«Вчера читал окончательный вариант моей пьесы труппе. Читка происходила в темном зале, на сцене. Стол был освещен сбоку прожектором, который озеленил лицо Мейерхольда. <…> Мейерхольд писал на листках, производя распределение ролей. Комбинировал. Он в очках. Сказочен. Доктор. Те тушка из сказки. Замечателен» [152].
Та же дневниковая запись донесла до нас и оценку вещи режиссером:
«Меня начинает тревожить: пьеса не понравилась.
Мейерхольд говорю: гениальная! Приятно верить, но Мейерхольд не только артист, он, кроме того, еще и директор театра, и над ним — промфинплан и обязательство поставить определенное количество пьес. А может быть, пьеса моя средняя, обыкновенная пьеска — и больше ничего.
Нет, в глубине души я уверен: пьесу я написал замечательную» [153].

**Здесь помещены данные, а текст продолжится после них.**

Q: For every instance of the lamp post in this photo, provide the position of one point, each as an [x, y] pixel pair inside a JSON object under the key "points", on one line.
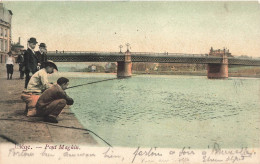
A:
{"points": [[120, 48]]}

Каким же был третий, по нашему счету, вариант «Списка благодеяний», прочитанный Олешей труппе в марте 1931 года, о котором Мейерхольд сказал автору: «В вашей пьесе есть яд»? [154]По всей видимости, речь идет о почти целиком переписанном рукою автора варианте «Списка», хранящемся в архиве театра [155](на первой странице сцены «Приглашение на бал» («Пансион») надпись: «В музей. В. Я. Степанову. Оригинал, правленный автором. 5.V.31»). Текст вновь перестраивается, причем теперь переделки носят принципиальный, содержательный характер.
Перечислю самые важные.
Во второй сцене («Тайна») с Орловским вместо сурового «рабочего Тихомирова» в комнату Лели входит юноша с жасмином. Фраза Орловского «Вы арестованы» здесь отсутствует, кроме того, с директора театра снята военная форма. Теперь уже юноша с жасмином берет тетрадку с дневником — чтобы вырвать листок для записки, которую хочет написать Леля. В комнате Лели появляются два лучащихся доброжелательностью человека. Уходит и сцена шантажа Баронским — Лелю провожают в Париж трогательными «цветами от коммунальщиков». Последней фразой действия становится реплика «Я горжусь тем, что я актриса Страны Советов» (Л. 13).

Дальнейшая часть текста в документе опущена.